ElasticRun, a rural B2B online commerce company, has raised $330 million in funding led by SoftBank Vision Fund 2 and Goldman Sachs. Valued at $1.5 billion in the latest round, it has joined the growing list of unicorns in the country. The funding round also saw participation from Chimera and Innoven, as well as existing investor Prosus Ventures, the company said in a statement on Thursday.
The company’s existing investors include Prosus Ventures (formerly Naspers Ventures), Kalaari Capital and Avataar Ventures, which sold a small stake in this round.
ElasticRun enables rural kirana shops to access consumer and food brands through its e-commerce platform. It aggregates warehouses, transporters and micro entrepreneurs on its platform and offers the under-served stores network to brands, mostly FMCG. It covers 80,000 villages across 28 states, servicing close to 1 million kirana shops and has 300 brands on the platform.
Founded by Sandeep Deshmukh, Shitiz Bansal and Saurabh Nigam in 2016, ElasticRun acts as an extended arm of FMCG companies.
The company has a run rate of $1 billion in sales on its platform and has grown 10x in the last one year, Deshmukh, co-founder and CEO of ElasticRun, said. The growth began in May 2020 as the pandemic accelerated technology adoption and demonstrated power of the rural markets. “ElasticRun has become operationally profitable,” he added.

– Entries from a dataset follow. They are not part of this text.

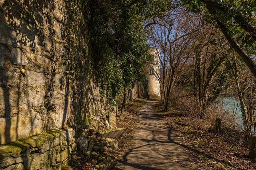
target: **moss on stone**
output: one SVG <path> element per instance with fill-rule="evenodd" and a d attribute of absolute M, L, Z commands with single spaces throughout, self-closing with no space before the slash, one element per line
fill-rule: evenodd
<path fill-rule="evenodd" d="M 105 160 L 99 164 L 96 165 L 93 170 L 98 170 L 100 169 L 110 169 L 115 167 L 117 162 L 113 160 Z M 108 168 L 106 167 L 108 166 Z M 108 168 L 109 168 L 109 169 Z"/>
<path fill-rule="evenodd" d="M 47 141 L 52 140 L 62 133 L 62 131 L 54 129 L 0 145 L 0 159 L 10 156 L 17 157 L 26 150 L 42 146 Z"/>

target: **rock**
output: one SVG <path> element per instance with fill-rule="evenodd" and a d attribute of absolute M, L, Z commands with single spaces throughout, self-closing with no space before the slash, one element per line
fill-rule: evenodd
<path fill-rule="evenodd" d="M 8 166 L 7 168 L 6 168 L 2 169 L 2 170 L 12 170 L 14 169 L 15 167 L 15 165 L 11 165 L 10 166 Z"/>
<path fill-rule="evenodd" d="M 26 72 L 25 81 L 27 86 L 33 88 L 36 86 L 44 86 L 44 76 L 43 73 L 28 70 Z"/>
<path fill-rule="evenodd" d="M 88 148 L 87 149 L 87 150 L 86 151 L 86 155 L 90 155 L 91 154 L 91 153 L 92 152 L 92 148 L 93 147 L 93 145 L 94 143 L 94 140 L 95 139 L 92 137 L 91 139 L 90 139 L 90 141 L 89 141 L 89 144 L 88 145 Z"/>
<path fill-rule="evenodd" d="M 108 122 L 106 120 L 105 121 L 104 125 L 107 127 L 109 127 L 109 123 L 108 123 Z"/>
<path fill-rule="evenodd" d="M 117 163 L 115 161 L 105 160 L 96 165 L 93 170 L 109 170 L 116 166 Z"/>
<path fill-rule="evenodd" d="M 12 56 L 12 62 L 18 65 L 25 65 L 28 62 L 25 54 L 22 53 L 19 48 L 14 48 L 11 52 Z"/>
<path fill-rule="evenodd" d="M 47 151 L 47 150 L 49 150 L 51 148 L 51 143 L 50 141 L 47 140 L 43 145 L 43 147 L 42 147 L 40 151 L 42 152 L 44 152 L 45 151 Z"/>
<path fill-rule="evenodd" d="M 57 146 L 54 148 L 54 149 L 56 151 L 56 153 L 57 154 L 58 154 L 60 152 L 60 150 L 61 150 L 61 148 L 59 146 Z"/>
<path fill-rule="evenodd" d="M 52 142 L 51 144 L 51 147 L 54 148 L 54 147 L 60 145 L 60 143 L 62 142 L 60 137 L 57 137 L 53 139 Z"/>
<path fill-rule="evenodd" d="M 109 149 L 113 150 L 118 149 L 118 142 L 114 139 L 109 138 L 100 138 L 96 145 L 100 147 L 102 151 L 106 151 Z"/>
<path fill-rule="evenodd" d="M 79 149 L 84 154 L 86 153 L 88 146 L 88 141 L 85 138 L 82 139 L 79 141 L 78 143 Z"/>
<path fill-rule="evenodd" d="M 11 157 L 5 158 L 0 161 L 0 168 L 7 167 L 15 163 L 15 159 Z"/>
<path fill-rule="evenodd" d="M 15 170 L 25 170 L 25 166 L 24 166 L 24 165 L 23 165 L 23 164 L 21 163 L 17 164 L 16 165 L 15 165 L 15 166 L 14 167 L 13 169 Z"/>
<path fill-rule="evenodd" d="M 101 150 L 100 147 L 98 146 L 94 146 L 93 148 L 93 149 L 96 152 L 100 151 Z"/>
<path fill-rule="evenodd" d="M 76 152 L 76 150 L 77 149 L 77 145 L 76 143 L 72 143 L 71 145 L 71 154 L 74 154 Z M 86 148 L 87 149 L 87 148 Z"/>
<path fill-rule="evenodd" d="M 106 130 L 103 129 L 99 131 L 100 136 L 103 138 L 106 137 L 115 137 L 116 136 L 124 135 L 128 129 L 126 128 L 118 128 L 114 130 Z"/>
<path fill-rule="evenodd" d="M 38 134 L 43 131 L 43 121 L 40 115 L 33 110 L 10 118 L 0 118 L 0 136 L 2 137 L 0 138 L 0 143 L 4 144 Z M 5 135 L 6 128 L 8 128 L 9 131 L 8 137 Z"/>
<path fill-rule="evenodd" d="M 75 135 L 75 131 L 72 128 L 65 130 L 63 135 L 65 138 L 68 139 L 74 137 Z"/>
<path fill-rule="evenodd" d="M 108 121 L 109 125 L 112 128 L 116 128 L 116 113 L 109 112 L 108 113 Z"/>
<path fill-rule="evenodd" d="M 30 154 L 24 161 L 25 168 L 28 170 L 48 169 L 49 168 L 48 164 L 49 151 L 42 154 L 34 153 Z"/>

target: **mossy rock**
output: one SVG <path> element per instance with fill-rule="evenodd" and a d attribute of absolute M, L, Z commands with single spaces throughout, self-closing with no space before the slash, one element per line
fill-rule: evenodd
<path fill-rule="evenodd" d="M 95 166 L 93 170 L 108 170 L 114 168 L 117 162 L 112 160 L 105 160 Z"/>
<path fill-rule="evenodd" d="M 47 141 L 52 140 L 62 133 L 62 131 L 54 129 L 0 145 L 0 159 L 10 156 L 18 157 L 27 149 L 41 146 Z"/>
<path fill-rule="evenodd" d="M 128 129 L 126 128 L 116 128 L 112 129 L 102 129 L 99 131 L 99 135 L 100 137 L 105 138 L 106 137 L 113 137 L 116 136 L 122 136 L 124 135 Z"/>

India has over 10 million kirana shops across rural India, of which the best of brands can reach only 2 million, Deshmukh said. The company is able get small retailers on its platform through an app and get a real-time view of their demand and service it from its delivery centres. This year, ElasticRun will reach 1 million stores and plans to go to 2 million in 18-24 months.
“FMCG contributes predominantly to our revenues — this will continue even as we explore expanding to adjacent categories. Over time, we plan to fulfil 65% of the store volume share, of which 45-50% will come from FMCG and 15% from other categories,” Deshmukh said.

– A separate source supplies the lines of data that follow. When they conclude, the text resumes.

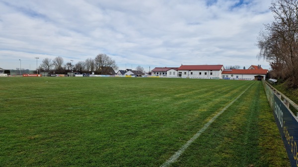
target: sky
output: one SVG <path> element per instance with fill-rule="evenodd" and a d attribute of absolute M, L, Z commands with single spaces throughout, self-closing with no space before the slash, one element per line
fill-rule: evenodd
<path fill-rule="evenodd" d="M 257 58 L 256 43 L 264 24 L 273 21 L 271 2 L 0 0 L 0 68 L 35 70 L 57 56 L 75 64 L 104 54 L 122 70 L 181 64 L 269 69 Z"/>

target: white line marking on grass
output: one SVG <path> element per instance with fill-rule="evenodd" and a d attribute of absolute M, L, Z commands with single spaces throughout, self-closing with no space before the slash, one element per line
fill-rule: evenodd
<path fill-rule="evenodd" d="M 213 122 L 215 120 L 215 119 L 216 119 L 216 118 L 217 118 L 217 117 L 219 117 L 219 116 L 220 116 L 222 113 L 223 113 L 225 111 L 225 110 L 226 110 L 233 103 L 234 103 L 234 102 L 235 102 L 237 100 L 238 100 L 238 99 L 239 99 L 239 98 L 240 98 L 240 97 L 242 95 L 243 95 L 243 94 L 244 93 L 244 92 L 245 92 L 246 90 L 247 90 L 247 89 L 248 89 L 248 88 L 249 88 L 251 86 L 251 85 L 252 85 L 255 83 L 255 82 L 254 82 L 252 84 L 250 85 L 241 94 L 238 96 L 238 97 L 236 98 L 236 99 L 235 99 L 228 105 L 225 106 L 225 107 L 224 107 L 221 111 L 220 111 L 219 113 L 215 115 L 215 116 L 214 116 L 212 118 L 211 118 L 211 119 L 210 119 L 210 120 L 209 120 L 208 122 L 206 123 L 206 124 L 205 124 L 205 125 L 204 125 L 204 126 L 201 129 L 200 129 L 200 130 L 197 133 L 196 133 L 190 139 L 189 139 L 189 140 L 188 140 L 187 142 L 185 143 L 185 144 L 182 146 L 182 147 L 181 147 L 180 148 L 180 149 L 179 149 L 179 150 L 176 152 L 176 153 L 175 153 L 175 154 L 173 155 L 172 157 L 171 157 L 169 159 L 168 159 L 160 167 L 168 167 L 171 164 L 175 162 L 176 160 L 177 160 L 177 159 L 178 159 L 178 158 L 183 153 L 183 152 L 184 152 L 184 151 L 185 151 L 185 150 L 186 150 L 188 146 L 189 146 L 189 145 L 190 145 L 190 144 L 192 144 L 194 142 L 194 141 L 195 141 L 195 140 L 197 139 L 197 138 L 198 138 L 198 137 L 199 137 L 199 136 L 200 136 L 200 135 L 201 135 L 201 134 L 203 133 L 203 132 L 204 132 L 205 131 L 205 130 L 206 130 L 208 128 L 208 127 L 209 127 L 210 124 L 211 124 L 211 123 L 212 123 L 212 122 Z"/>

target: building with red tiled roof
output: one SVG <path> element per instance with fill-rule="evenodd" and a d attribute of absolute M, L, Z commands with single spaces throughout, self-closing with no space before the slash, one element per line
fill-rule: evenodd
<path fill-rule="evenodd" d="M 228 69 L 222 73 L 223 79 L 260 80 L 265 79 L 267 69 Z"/>
<path fill-rule="evenodd" d="M 251 65 L 247 69 L 263 69 L 263 68 L 261 67 L 261 65 Z"/>
<path fill-rule="evenodd" d="M 178 67 L 155 67 L 151 71 L 152 76 L 176 77 Z"/>
<path fill-rule="evenodd" d="M 181 65 L 178 68 L 178 76 L 192 78 L 220 79 L 223 65 Z"/>

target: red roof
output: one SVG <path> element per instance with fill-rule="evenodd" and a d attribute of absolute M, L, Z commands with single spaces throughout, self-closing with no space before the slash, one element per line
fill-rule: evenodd
<path fill-rule="evenodd" d="M 222 74 L 267 74 L 267 69 L 228 69 L 223 71 Z"/>
<path fill-rule="evenodd" d="M 178 67 L 155 67 L 151 71 L 167 71 L 171 69 L 177 70 Z"/>
<path fill-rule="evenodd" d="M 178 70 L 220 70 L 223 65 L 181 65 Z"/>
<path fill-rule="evenodd" d="M 263 68 L 262 68 L 261 67 L 261 65 L 260 65 L 259 66 L 258 66 L 258 65 L 251 65 L 249 68 L 248 68 L 248 69 L 263 69 Z M 251 69 L 251 67 L 252 67 L 254 69 Z"/>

ElasticRun identifies taluka places and then penetrate up to 35 km from the taluka. The company does not own or invest in any asset but controls the entire transaction on its platform, Deshmuk said. They crowdsource warehousing, delivery vans and people, and aggregate it on their platform. “We have the most exhaustive retailer stores list. ElasticRun has created a network of micro distributors to service the retailers. “Companies have their own distribution network, we add to that, and extend their reach to an additional network of half a million stores,” Deshmukh said.
Ashutosh Sharma, head of investments, India, Prosus Ventures, said ElasticRun is enabling huge transformation in rural India’s supply-chain ecosystem.
Narendra Rathi, vice-president, SoftBank Investment Advisers, said with its deep reach in rural India and tech-led platform, ElasticRun is well-positioned to unlock the next wave of e-commerce. “Their focus on unit economics and value creation for kirana store partners and brands is impressive,” Rathi said.
ElasticRun has had five rounds of funding so far.